The truth is that White allies need to do the emotional labor of dealing with the blowback of centuries of racial trauma. If you don’t have an equal investment in relationships with Black folks or other people of color, you need to get use to being reactive and defensive.  Swallow it. No one wants to hear that they falling short, that they are the source of pain and suffering, that their advantages and happiness are the results of oppression, violence, and unyielding social death. Yet, if you see Black rage as an inevitable part of a historic transformation, you will not take the raw language tactics and strategies personally. And you will certainly not deem yourself qualified to recommend who should and should not remain in their own movement! Instead, you will hear justified anger, reasonable outrage, and a call to action. The wording isn’t the point— it’s the injustice.

Let’s be clear: This is not about one White man’s shrill attempt to appoint himself large and in charge. This is about Black autonomy and the right of oppressed people to deal with their oppression in their own way. It is about expressing inelegant rage because our lives are on the line. It’s about the fact that the combination of finally coming to grips with history and the open resurgence of White Nationalism and white racism is enough to make anyone use inelegant phrasing. 

People like Di Fiore and many other so-called White allies are protecting their sweet deal and don’t want anyone to ruin it, not the supporters of Donald Trump or Black people trying to destroy the White-supremacist super-structure that preserves and protects white privilege by extension. Their definition of being allies is to get Black people to help them fight the right-wing extremists who also threaten their interests. People like Di Fiore are comfortable only in a climate of reasoned discourse, where science is revered and all people are given their voice so long as it is not too loud and discordant and doesn’t make them feel bad.

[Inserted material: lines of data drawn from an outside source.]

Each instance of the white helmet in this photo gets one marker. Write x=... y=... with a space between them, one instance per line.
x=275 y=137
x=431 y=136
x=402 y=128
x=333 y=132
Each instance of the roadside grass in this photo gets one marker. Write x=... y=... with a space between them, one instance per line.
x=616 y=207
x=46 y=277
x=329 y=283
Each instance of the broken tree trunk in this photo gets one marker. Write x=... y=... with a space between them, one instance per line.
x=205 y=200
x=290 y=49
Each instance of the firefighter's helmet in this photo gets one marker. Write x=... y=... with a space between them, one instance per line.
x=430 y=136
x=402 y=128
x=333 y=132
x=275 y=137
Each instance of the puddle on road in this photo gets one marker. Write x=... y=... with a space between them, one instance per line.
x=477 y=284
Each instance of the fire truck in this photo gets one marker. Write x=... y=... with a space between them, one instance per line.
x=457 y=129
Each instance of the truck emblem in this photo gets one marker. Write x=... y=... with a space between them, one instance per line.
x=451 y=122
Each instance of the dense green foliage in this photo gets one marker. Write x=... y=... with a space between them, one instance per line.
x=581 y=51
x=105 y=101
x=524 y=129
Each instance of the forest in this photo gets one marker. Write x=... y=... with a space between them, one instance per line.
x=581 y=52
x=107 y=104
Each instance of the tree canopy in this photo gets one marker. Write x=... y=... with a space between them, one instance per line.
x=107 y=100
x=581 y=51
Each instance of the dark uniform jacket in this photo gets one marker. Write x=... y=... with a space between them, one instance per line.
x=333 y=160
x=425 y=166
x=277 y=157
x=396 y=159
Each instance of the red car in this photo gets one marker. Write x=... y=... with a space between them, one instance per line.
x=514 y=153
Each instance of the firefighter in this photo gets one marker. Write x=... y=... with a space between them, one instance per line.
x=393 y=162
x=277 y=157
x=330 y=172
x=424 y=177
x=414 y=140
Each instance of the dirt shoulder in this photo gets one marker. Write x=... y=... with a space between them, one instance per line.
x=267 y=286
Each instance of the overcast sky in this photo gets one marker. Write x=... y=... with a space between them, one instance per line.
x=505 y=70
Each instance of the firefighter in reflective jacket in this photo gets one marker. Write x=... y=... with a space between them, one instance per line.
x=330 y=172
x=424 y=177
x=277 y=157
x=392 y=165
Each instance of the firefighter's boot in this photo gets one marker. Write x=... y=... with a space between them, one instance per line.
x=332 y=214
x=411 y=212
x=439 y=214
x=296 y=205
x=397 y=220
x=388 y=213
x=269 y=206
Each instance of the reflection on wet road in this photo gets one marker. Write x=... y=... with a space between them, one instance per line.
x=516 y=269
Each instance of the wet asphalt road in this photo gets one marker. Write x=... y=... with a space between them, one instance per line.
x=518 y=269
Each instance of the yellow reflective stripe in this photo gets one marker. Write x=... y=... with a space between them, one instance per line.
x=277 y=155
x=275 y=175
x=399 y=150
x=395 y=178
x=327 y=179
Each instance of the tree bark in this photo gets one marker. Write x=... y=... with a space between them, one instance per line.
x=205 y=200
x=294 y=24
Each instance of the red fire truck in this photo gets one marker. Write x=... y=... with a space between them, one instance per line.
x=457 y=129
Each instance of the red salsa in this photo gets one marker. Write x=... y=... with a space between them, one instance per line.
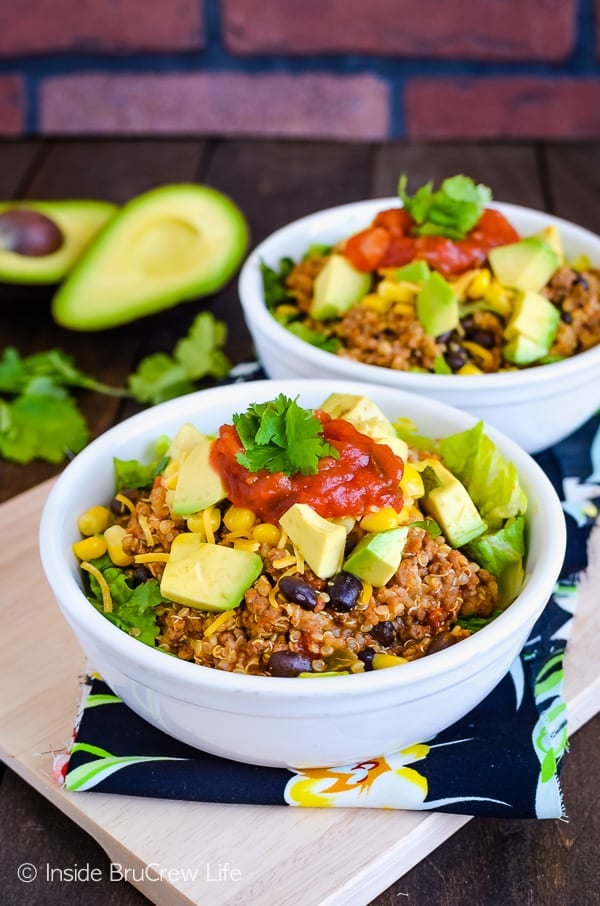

They are terrified by the White neo-fascists gaining power all over Europe and North America, and they expect Black people to be equally terrified and want the same things. But Black people fight the neo-fascists for different reasons and according to different rules. Which freaks them out. Because angry Black people freak them out! And because the suggestion that Black people are not going to center and prioritize their white comfort above all is incomprehensible to them.

Real progress requires deep emotional labor on both sides. Black people need to heal, while White people need to work through the fact that our existence is predicated on death. That’s some heavy shit, but that’s the work that needs to be done. Get on it and stop complaining about Black rage or not having a seat at the table we built.

Black people have earned the right to be pissed off, especially now. Black movements are complex, multidimensional and guaranteed to move some White people into their feelings instead of into a space of clear, objective thinking that is required of any potential ally.

Attacking the messenger rather than acknowledging the context and truth of the message is part of the dynamic that Black Lives Matter exists to challenge and change. White responses to raw, righteous words function as a litmus test to reveal where folks stand. Are you fragile or are you woke? Are you willing to look in the mirror to check yourself or do you simply want Blacks and other people of color to hold your hand as you prove you are one of the good ones? So-called allies like Di Fiore would be more effective using their skin privilege at a KKK cross-burning or alt-right gathering rather than centering their feelings and judgments in a Black-led movement.

So be vigilant and pay attention to the disingenuous allies around you. When those who should be listening, who should be passing the mic, who should be standing in the way of violence and terror, start policing Black tone, language, and messaging to appoint themselves authorities on our words, our movements and our lives, you’ll know what’s up and how to tell them to GTFOH, out of the trenches with a quickness because we don’t need those kind of White moderates that Dr. King warned us about decades ago.  Black people need space to work through some heavy shit. We can’t afford to prioritize White liberals’ fears of neo-fascism over confronting our own traumas and challenges.